Lustige Verdrossenheit

Die Novizen werden mit warmem Applaus empfangen. Jürgen, recht lange Haare, Bart, Intellektuellenbrille, Typ Soziologiestudent im 28. Semester, amtiert als Nürnberger Ortsgruppenleiter der "Partei für Arbeit, Rechtsstaat, Tierschutz, Elitenförderung und basisdemokratische Initiative", kurz: Die Partei. Er überredet die WC-Besucher zu einer Bundestagskandidatur. Eben noch beim Bieseln, eine Stunde später auf der Landesliste – solche Werdegänge generiert eine Spaßpartei. Die Partei, jenes clowneskes Protestprojekt der Titanic-Redaktion. Die vielleicht lustigste Form der Verdrossenheit, seit es Politik gibt.

Allerdings stößt die Witzigkeit im überfüllten Tagungszimmer rasch an ihre Grenzen. Das humoristische Potenzial des bayerischen Landeswahlrechts erweist sich als übersichtlich. Die Mitglieder der Partei ringen mit Regularien, quälen sich durch Abstimmungen und Satzungen, nerven sich mit Geschäftsordnungsanträgen. "Ey, wo kommt n’ des ganze Zeuch her", klagt Günter, recht lange Haare, Bart, Intellektuellenbrille, Typ Soziologiestudent im 34. Semester und auch aus Nürnberg. Er hat noch Stimmzettel entdeckt, obwohl der Wahleimer längst geleert worden ist. Jürgen setzt sich lärmend für Jutta ein: "Unsere Männerbeauftragtin!" Stefan Veith, der agrarpolitische Sprecher der Partei, postuliert: "Brecht die Vorherrschaft der BayWa!" Günter fordert mit Inbrunst den "Kampf für die Entstoiberung der Bürokratie!"

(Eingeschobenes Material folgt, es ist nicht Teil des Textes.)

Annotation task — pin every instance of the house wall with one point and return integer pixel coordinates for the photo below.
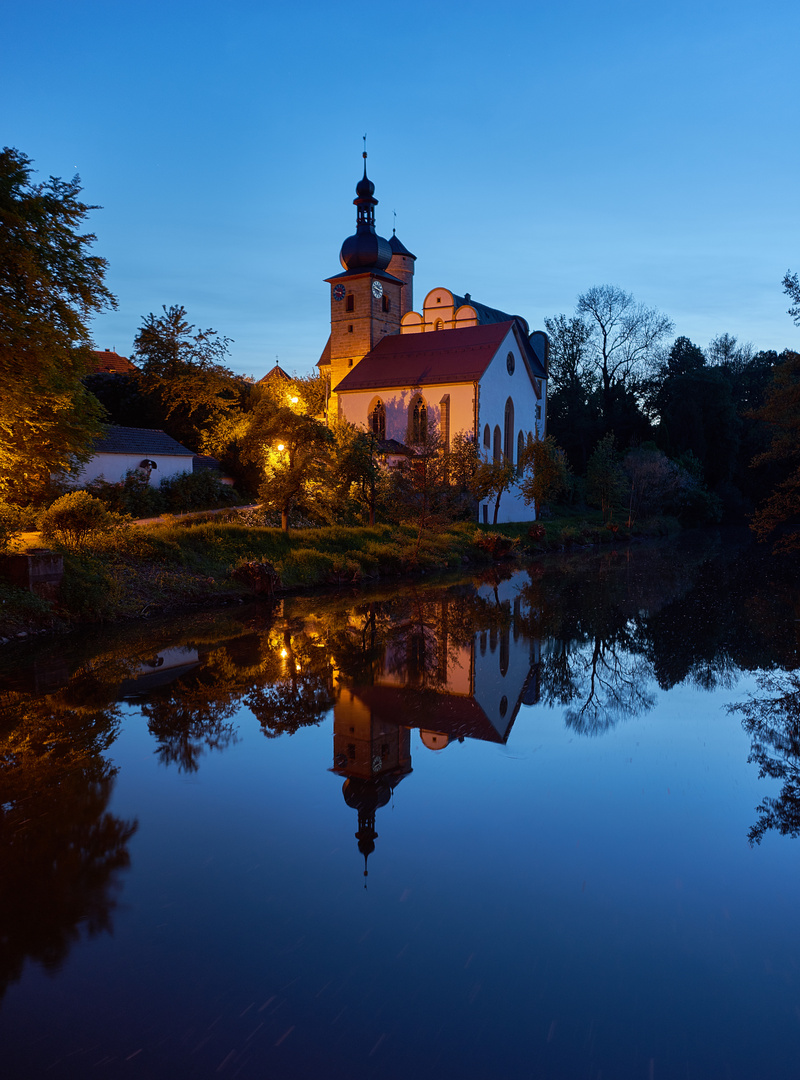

Schnell geht es zurück in die geheimnisvolle Welt der Paragrafen. Satzungslektüre, Aussprache, Stichwahl. Der Generalsekretär und einzige Anzugträger, Bernd Sandner aus Weichering, kreist mit dem Eimer durchs Zimmer. Die zwei Dutzend Anhänger der Partei werfen ihre Zettel ein. Horst, der neben Jutta sitzt, weiß: "Des is alles ernst! Bei den Formalitäten kannst ned blödeln."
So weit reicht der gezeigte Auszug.